This book is a collection of weekly columns published in the Telegraph throughout 2006. At the time of writing this review the columns are still available to read on that newspaper's website. I was unaware of this when I bought the book and confess that I felt a bit grumpy at having shelled out for material I could have downloaded or printed off for free.
Anyway, leaving my chagrin aside, I began to read. The bones of the book are a series of exercises - 26 in all, one per fortnight. The intervening chapters contain advice from the author on the topic being covered, anecdotes from her own writing life and examples of the results of the exercises, selected from the many posted throughout 2006 to message boards (still viewable) on the website.
Exercises 1-8 are `idea-generating' and aim at simply assembling some material to work with.
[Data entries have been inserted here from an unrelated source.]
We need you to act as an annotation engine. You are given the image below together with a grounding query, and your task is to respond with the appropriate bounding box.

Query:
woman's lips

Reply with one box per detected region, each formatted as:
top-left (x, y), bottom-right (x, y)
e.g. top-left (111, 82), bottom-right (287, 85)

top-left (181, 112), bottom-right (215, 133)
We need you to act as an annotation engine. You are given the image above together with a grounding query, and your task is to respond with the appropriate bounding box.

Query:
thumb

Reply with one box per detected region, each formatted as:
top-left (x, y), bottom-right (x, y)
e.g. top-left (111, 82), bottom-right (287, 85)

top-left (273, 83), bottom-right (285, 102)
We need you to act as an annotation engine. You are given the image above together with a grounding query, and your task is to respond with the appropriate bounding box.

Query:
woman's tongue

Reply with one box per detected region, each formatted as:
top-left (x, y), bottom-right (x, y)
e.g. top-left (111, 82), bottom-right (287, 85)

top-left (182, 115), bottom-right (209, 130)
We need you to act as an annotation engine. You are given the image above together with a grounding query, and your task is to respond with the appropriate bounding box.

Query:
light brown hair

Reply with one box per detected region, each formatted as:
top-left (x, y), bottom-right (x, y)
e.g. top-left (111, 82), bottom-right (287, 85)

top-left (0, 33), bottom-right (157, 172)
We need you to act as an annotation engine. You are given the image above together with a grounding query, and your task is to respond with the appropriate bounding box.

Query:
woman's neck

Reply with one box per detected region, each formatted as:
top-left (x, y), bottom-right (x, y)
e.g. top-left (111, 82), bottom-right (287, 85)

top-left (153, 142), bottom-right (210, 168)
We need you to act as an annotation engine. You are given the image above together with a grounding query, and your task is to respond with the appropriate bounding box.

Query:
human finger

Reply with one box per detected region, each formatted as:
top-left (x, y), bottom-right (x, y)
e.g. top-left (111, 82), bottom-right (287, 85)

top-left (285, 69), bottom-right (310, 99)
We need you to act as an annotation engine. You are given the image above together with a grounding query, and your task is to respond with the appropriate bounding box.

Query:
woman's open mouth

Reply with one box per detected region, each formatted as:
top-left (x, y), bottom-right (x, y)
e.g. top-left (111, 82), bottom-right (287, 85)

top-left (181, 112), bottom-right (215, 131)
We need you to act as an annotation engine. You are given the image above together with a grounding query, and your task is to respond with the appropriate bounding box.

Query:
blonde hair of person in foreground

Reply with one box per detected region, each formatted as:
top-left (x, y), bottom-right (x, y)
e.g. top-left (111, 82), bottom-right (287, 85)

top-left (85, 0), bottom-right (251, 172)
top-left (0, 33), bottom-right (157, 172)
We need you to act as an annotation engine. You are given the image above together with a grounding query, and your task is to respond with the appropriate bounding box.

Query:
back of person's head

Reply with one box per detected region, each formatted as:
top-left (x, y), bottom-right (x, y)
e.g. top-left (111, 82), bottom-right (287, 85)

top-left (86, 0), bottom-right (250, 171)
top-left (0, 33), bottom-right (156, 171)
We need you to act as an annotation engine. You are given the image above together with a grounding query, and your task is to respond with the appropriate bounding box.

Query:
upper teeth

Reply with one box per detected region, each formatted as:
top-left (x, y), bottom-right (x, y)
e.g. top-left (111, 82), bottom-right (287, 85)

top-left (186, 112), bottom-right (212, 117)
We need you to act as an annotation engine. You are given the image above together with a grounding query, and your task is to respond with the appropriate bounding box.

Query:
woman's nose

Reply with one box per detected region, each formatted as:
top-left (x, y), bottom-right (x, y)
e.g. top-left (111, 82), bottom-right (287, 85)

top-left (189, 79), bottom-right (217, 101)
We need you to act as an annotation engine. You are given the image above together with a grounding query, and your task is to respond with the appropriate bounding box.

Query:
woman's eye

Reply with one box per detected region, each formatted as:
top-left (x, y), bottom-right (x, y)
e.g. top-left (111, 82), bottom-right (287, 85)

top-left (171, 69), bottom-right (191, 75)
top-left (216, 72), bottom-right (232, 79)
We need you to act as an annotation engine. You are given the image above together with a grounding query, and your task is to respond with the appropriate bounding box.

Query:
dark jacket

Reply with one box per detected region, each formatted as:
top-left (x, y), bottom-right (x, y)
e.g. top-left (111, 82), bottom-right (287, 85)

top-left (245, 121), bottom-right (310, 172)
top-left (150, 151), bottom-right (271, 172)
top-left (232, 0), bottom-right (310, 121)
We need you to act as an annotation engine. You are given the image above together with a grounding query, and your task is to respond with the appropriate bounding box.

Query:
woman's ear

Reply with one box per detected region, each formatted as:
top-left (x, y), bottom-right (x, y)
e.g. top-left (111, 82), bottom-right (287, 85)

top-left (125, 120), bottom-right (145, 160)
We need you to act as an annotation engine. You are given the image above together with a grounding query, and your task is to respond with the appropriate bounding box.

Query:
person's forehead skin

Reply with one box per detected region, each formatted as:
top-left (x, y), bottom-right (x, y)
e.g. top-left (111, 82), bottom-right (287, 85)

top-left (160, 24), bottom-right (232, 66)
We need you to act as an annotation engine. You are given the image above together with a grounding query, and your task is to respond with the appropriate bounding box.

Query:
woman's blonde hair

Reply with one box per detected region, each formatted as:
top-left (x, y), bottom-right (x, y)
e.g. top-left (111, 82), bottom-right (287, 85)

The writing subjects are unrelated to each other so you may end up with a random assemblage. The theory is that this should help you figure out roughly what you want to write about.
Exercise 9 asks you to summarise succinctly the plot of your novel.
Doughty then tells you to clear the decks for a ten-week intensive writing onslaught centred, in exercises 10-15, weeks 20 to 30, on your main character. You write a CV for her, create scenes where she is under stress, show what she wants from life and how she overcomes obstacles. I felt that this was the most focussed part of the book. It's also familiar territory if you've read these kinds of books before.
The later exercises cover technique. At this point, the author's sense of direction seemed to waver. `Some of the exercises that follow may prompt you to write episodes of your novel but it is important that you are also working on your book independently of the exercises...' she says, which I found rather confusing.
Doughty calls her own approach `disorganised' and `oblique'. If you dislike the idea of meticulous outlines or lengthy lists of character attributes you might find her approach refreshing. `Often, the only way to discover what happens next is to start writing and see what comes' she says.
For me, only time will tell whether this book will be useful in my quest to Finally Sit Down And Write the Novel. In the meantime I'll give it four stars and the benefit of the doubt. I also own 'the Weekend Novelist' by Robert J. Ray, which also uses the time-frame of a year but takes a much more meticulously structured approach. I'm hoping the two together may be a winning combination.